In their more recent decisions (Symbian (EWCA [2008] CIV 1066), AT&T ([2009] EWHC 343 (Pat)), the UK courts appear, as far as possible, to be clarifying the reasoning of the Aerotel judgment specifically referred to in the draft guidelines in a way that allows greater harmony with the EPO approach of allowing broader patent protection for computer-implemented inventions. Thus, it is a concern that New Zealand is choosing to follow an outdated legal approach in the guidelines by virtue of its reliance on the Aerotel decision, even in attempting to align itself with the current UK law.
The exclusion provision proposed in the New Zealand Patents Bill could simply be dealt with by interpreting a claim making reference to a computer program, as a whole, and then applying principles of law to determine whether the invention is patentable, having regard to case law that has evolved with respect to “manner of manufacture” such as in Grant.

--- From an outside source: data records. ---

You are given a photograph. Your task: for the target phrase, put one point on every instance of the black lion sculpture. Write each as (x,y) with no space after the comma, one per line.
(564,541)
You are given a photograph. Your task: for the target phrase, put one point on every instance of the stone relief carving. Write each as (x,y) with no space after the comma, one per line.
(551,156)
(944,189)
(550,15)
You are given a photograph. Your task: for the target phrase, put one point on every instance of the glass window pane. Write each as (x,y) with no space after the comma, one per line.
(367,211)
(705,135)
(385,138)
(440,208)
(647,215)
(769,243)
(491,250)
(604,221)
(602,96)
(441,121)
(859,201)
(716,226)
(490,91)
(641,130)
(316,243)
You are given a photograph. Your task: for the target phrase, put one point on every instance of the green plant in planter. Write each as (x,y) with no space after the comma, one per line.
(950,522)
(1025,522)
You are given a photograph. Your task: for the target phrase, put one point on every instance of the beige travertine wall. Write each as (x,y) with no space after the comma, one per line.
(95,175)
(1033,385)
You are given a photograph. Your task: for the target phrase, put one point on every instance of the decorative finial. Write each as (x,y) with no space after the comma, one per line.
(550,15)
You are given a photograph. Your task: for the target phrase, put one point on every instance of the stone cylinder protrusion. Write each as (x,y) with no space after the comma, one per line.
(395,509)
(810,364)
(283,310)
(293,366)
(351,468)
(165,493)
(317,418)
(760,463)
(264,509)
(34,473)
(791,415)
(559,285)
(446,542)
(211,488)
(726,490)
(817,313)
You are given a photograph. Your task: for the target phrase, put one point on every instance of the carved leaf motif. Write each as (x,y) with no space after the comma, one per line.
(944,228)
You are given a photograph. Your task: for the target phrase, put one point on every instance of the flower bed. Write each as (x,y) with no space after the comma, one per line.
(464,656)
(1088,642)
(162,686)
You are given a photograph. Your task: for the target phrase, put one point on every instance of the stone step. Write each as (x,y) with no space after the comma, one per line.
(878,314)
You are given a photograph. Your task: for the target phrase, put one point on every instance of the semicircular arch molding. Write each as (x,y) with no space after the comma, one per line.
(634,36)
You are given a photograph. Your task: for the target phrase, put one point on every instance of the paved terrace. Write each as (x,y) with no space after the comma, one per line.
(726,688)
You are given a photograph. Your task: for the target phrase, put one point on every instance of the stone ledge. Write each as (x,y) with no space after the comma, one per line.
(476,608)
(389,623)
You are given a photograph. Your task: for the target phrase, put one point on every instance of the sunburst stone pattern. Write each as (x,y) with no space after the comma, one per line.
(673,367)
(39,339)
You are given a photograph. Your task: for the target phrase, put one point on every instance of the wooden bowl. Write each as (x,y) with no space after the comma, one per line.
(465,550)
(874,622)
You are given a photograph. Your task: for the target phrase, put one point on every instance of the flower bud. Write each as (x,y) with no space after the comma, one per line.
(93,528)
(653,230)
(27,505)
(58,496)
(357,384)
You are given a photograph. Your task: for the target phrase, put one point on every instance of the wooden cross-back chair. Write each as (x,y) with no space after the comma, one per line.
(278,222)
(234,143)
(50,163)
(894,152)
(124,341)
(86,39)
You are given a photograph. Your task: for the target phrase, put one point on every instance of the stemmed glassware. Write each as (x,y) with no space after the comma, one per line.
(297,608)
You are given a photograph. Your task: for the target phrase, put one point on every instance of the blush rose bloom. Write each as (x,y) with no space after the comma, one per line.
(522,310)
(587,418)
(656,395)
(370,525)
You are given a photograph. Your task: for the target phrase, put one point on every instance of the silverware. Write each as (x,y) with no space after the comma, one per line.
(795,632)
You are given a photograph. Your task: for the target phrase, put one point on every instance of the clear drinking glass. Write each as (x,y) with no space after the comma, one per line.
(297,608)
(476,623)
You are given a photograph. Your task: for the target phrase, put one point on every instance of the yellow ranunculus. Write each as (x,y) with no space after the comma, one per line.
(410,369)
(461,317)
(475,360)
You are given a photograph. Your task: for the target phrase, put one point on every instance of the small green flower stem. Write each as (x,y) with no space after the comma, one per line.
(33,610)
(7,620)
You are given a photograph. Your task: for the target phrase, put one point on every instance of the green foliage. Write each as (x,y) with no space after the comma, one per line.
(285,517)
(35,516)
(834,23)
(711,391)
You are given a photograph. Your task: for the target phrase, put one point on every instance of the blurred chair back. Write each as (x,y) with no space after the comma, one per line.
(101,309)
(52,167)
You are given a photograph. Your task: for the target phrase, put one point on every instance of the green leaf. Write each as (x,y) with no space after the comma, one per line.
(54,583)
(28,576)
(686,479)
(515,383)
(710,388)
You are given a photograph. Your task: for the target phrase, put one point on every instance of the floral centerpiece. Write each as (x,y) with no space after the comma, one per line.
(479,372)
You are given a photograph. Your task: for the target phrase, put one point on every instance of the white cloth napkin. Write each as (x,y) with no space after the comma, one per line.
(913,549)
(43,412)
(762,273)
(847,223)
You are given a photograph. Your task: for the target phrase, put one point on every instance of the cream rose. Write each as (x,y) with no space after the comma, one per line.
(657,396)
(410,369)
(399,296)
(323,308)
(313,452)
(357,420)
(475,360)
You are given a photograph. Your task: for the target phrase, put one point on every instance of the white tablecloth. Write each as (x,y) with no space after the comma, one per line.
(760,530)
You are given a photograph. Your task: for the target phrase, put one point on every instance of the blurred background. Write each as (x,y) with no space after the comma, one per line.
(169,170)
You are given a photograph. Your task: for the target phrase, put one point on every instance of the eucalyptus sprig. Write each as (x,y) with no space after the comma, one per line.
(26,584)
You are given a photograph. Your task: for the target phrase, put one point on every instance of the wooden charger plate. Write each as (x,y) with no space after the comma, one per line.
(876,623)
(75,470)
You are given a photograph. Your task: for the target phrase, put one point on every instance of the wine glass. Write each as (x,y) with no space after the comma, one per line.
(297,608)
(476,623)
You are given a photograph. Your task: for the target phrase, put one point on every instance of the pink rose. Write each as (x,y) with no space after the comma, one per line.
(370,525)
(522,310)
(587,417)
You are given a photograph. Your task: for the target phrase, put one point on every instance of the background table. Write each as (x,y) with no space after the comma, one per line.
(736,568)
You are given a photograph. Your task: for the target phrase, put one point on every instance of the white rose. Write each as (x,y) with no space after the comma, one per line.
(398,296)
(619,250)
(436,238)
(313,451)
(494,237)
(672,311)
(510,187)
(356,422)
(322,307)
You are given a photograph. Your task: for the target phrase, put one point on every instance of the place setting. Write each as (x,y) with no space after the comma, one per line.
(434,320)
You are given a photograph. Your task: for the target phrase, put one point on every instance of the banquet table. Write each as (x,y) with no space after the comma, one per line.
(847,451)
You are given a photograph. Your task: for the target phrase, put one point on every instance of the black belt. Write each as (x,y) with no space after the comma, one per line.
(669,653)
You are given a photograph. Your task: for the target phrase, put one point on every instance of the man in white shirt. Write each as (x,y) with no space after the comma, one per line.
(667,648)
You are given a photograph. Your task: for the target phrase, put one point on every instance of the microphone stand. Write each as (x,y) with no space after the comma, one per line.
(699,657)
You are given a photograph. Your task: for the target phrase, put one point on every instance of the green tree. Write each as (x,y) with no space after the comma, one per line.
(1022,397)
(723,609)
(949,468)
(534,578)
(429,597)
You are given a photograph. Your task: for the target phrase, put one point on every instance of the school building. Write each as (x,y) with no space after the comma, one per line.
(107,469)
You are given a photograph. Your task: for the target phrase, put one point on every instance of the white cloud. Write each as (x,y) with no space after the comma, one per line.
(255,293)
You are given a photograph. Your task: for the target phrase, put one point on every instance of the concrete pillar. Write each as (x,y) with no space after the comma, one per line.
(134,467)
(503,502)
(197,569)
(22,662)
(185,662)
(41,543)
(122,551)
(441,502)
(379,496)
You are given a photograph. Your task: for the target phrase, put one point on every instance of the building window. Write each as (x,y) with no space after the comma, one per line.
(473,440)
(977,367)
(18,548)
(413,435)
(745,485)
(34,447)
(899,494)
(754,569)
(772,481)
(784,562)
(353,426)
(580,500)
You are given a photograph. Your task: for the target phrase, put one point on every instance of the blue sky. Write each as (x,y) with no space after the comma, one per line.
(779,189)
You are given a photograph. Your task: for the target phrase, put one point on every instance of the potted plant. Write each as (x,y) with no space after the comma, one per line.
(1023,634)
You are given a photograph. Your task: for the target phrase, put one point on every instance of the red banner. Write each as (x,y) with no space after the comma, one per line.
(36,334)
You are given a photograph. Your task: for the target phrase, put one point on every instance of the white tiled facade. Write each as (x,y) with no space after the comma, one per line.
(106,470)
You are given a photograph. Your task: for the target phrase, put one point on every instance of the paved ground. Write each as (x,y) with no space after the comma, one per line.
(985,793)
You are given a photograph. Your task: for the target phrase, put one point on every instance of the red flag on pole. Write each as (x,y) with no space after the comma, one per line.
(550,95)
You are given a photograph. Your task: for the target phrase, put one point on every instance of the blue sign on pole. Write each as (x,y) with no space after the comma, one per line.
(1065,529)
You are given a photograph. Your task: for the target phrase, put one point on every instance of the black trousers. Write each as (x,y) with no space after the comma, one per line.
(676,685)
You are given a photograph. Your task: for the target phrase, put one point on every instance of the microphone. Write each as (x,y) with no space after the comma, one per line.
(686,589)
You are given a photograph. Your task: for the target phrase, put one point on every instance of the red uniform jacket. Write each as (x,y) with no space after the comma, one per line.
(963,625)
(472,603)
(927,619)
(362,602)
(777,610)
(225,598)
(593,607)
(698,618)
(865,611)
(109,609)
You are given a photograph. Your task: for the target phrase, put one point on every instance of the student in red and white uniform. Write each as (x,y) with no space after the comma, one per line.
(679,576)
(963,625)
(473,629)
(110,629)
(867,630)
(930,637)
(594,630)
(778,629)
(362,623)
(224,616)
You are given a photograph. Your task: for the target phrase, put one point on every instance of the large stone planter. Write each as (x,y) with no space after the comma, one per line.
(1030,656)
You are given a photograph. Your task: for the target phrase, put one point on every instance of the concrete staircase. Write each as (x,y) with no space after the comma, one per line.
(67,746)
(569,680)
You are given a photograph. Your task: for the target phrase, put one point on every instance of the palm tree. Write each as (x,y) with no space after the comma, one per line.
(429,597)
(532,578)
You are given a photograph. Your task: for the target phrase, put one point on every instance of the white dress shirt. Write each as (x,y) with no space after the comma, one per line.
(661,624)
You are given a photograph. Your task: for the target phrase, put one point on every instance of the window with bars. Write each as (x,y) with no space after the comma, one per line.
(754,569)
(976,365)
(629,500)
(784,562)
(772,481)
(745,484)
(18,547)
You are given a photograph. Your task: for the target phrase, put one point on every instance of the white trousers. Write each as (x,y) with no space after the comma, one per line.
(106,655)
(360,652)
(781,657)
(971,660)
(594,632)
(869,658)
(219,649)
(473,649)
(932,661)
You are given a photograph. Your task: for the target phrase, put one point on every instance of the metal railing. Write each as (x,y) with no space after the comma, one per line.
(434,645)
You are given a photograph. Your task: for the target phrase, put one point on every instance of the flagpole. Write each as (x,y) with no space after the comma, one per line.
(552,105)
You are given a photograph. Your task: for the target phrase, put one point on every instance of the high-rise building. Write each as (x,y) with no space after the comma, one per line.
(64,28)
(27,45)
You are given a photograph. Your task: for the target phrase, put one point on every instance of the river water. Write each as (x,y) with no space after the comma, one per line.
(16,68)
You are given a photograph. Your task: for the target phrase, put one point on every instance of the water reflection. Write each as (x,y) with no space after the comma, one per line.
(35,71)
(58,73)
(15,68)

It is regrettable that the computer program exclusion has been included in the New Zealand Patents Bill, as the precise wording of the exclusion actually sets the patent law of New Zealand apart from the patent laws of many other countries including the EU member states, the United States and Canada, as well as Australia, Japan and Korea.
Indeed, inventions involving computer programs should be patentable under the inclusive language of Article 27(1) of the Agreement on Trade-Related Aspects of Intellectual Property Rights (TRIPs), to which New Zealand is a party. TRIPs defines the scope of patentable subject matter and states that “patents shall be available in all fields of technology and patent rights shall be enjoyable without discrimination as to the field of technology”.